Source: Xinhua

08-16-2008 08:41

Special Report:   2008 Beijing Olympic Games

BEIJING, Aug. 15 (Xinhua) -- Slovakia's Elena Kaliska retained the title in the Olympic canoeing slalom women's singles on Friday, claiming her country's third gold medal in the white water racing and also at the Beijing Games.

Elena Kaliska of Slovakia competes during the kayak (K1) women semifinal at the Beijing Olympic Games Canoe/Kayak Slalom event in Beijing, China, Aug. 15, 2008. (Xinhua/Liu Dawei)
Elena Kaliska of Slovakia competes during the kayak (K1) women 
semifinal at the Beijing Olympic Games Canoe/Kayak Slalom event 
in Beijing, China, Aug. 15, 2008. (Xinhua/Liu Dawei)

Kaliska won comfortably with a combined time of 192.64 seconds, 14.30 seconds ahead of Australian Jacqueline Lawrence. The 36-year-old was the only one among 10 paddlers that posted clean runs both in the semifinal and final.

Violetta Oblinger Peters of Austria took bronze in a time of 214.77 seconds.

Kaliska won the race just about 30 minutes after Slovakia's twins Pavol and Peter Hochschorner took the unprecedented third Olympic titles in the men's canoe double (C2) event. On Tuesday, their compatriot Michal Martikan regained the men's C1 gold 12 years after he took the C1 title in Atlanta.
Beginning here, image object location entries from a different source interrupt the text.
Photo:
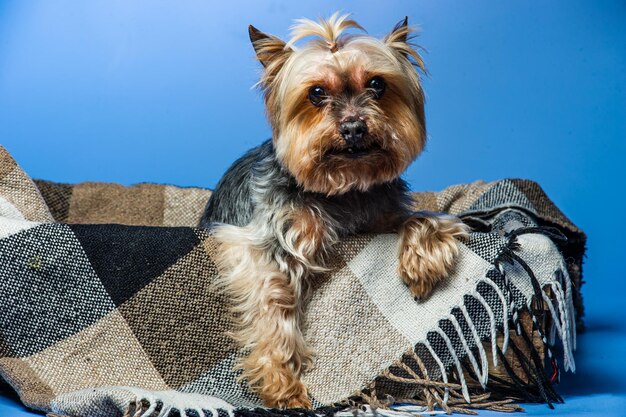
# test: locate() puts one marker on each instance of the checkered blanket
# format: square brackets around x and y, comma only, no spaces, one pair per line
[107,306]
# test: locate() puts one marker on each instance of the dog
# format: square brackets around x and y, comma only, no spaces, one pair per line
[347,118]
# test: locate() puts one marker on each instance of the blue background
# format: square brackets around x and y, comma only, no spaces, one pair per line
[160,91]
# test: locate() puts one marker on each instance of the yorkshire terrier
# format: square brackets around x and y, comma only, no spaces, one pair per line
[347,116]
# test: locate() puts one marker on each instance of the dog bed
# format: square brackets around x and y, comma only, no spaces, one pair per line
[107,307]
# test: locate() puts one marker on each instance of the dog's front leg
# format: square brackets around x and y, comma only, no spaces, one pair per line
[264,277]
[428,249]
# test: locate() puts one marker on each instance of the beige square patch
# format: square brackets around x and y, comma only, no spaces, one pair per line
[184,206]
[94,202]
[103,354]
[180,319]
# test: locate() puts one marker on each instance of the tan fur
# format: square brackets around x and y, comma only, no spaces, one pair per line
[428,249]
[267,300]
[265,266]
There are four events in the canoeing slalom, the men's C1, C2, K1, and the women's K1.

"I was nervous, but I managed to concentrate on the race, and show my best shape in the final," Kaliska, the world number five and world champion in 2005, said through a translator at a post-race conference.

"I was aware that I should go through without bigger mistakes," she said.

The double Olympic champion said the three gold medals won by the Slovakia canoeing team would send the whole nation into raptures.

"We are dedicated to the sports and shall have the next winners," she said beamingly.

Australia's Lawrence acknowledge that the second finish was a little surprise for her. "I aimed to be be among the top 15 to qualify for the semifinal, but I never expected to make the final and finish in second."

"I just focused on my race and didn't care about others' performances That's why I won the silver," the 26-year-old said in the mixed zone.

Many of the top women's kayakers had struggled on what many called the toughest course in the world.

Stepanka Hilgertova of the Czech Republic, who won the K1 gold in Atlanta and Sdyney, finished in a distant 9th for incurring a 150-second penalty for missing three gates in the final run. The world number one posted the third fastest time in the semifinal.